You can think of it with water analogies. You have a pump (battery), tubes (wire), stopcock valves (to simulate opening the circuit), and a rubber membrane that flexes when water on one side of the membrane is at a higher pressure than the other side (capacitor).

To begin the valves are open and the pump creates pressure (voltage) on one side of the closed loop. That pressure difference causes the rubber membrane to flex. Close both valves and then remove the pump from the loop. Once the valves close, the pressure on each side of the membrane remains the same whether or not the pump is attached. The rubber membrane will therefore be in a flexed state. The energy storage of a capacitor is equivalent to the energy stored by the rubber in a stretched state. If one were to open both valves after this, it would spurt out a bit of water at pressure until the rubber membrane relaxes.

Simplistic diagram:
pump ---> valve ---> rubber membrane
^<--------- valve <--------

Specifically to the electrons in a capacitor issue, you have to remember that electrons are everywhere already. When the battery is connected, the entire wire from negative terminal to the negative plate of the capacitor is now at a single potential. That means all of those electrons are at the same "pressure". If you open the circuit, the extra electrons at the negative plate have the same pressure/voltage as the electrons in the wire that you just disconnected from the negative terminal of the battery.
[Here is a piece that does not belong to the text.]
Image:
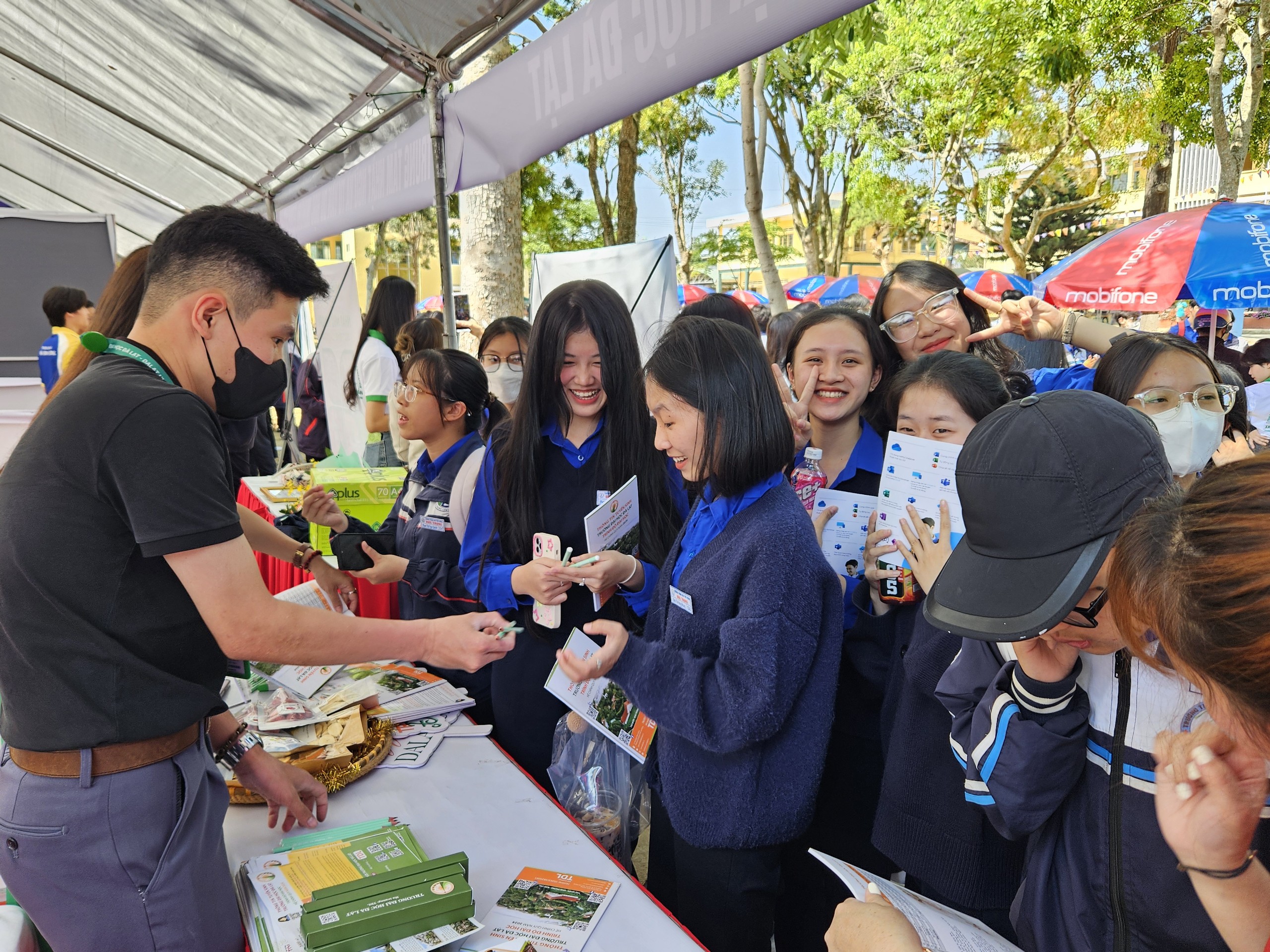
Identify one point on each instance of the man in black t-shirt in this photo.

Since all of those electrons are at the same voltage, they balance each other out and have no desire to move away from the capacitor plate because then they'd be squeezed together even more in the wire.

The reason the water analogy works is because an open circuit isn't a tube without water waiting to be filled. It's a tube already full of water that has a stopcock on it preventing water from moving in either direction.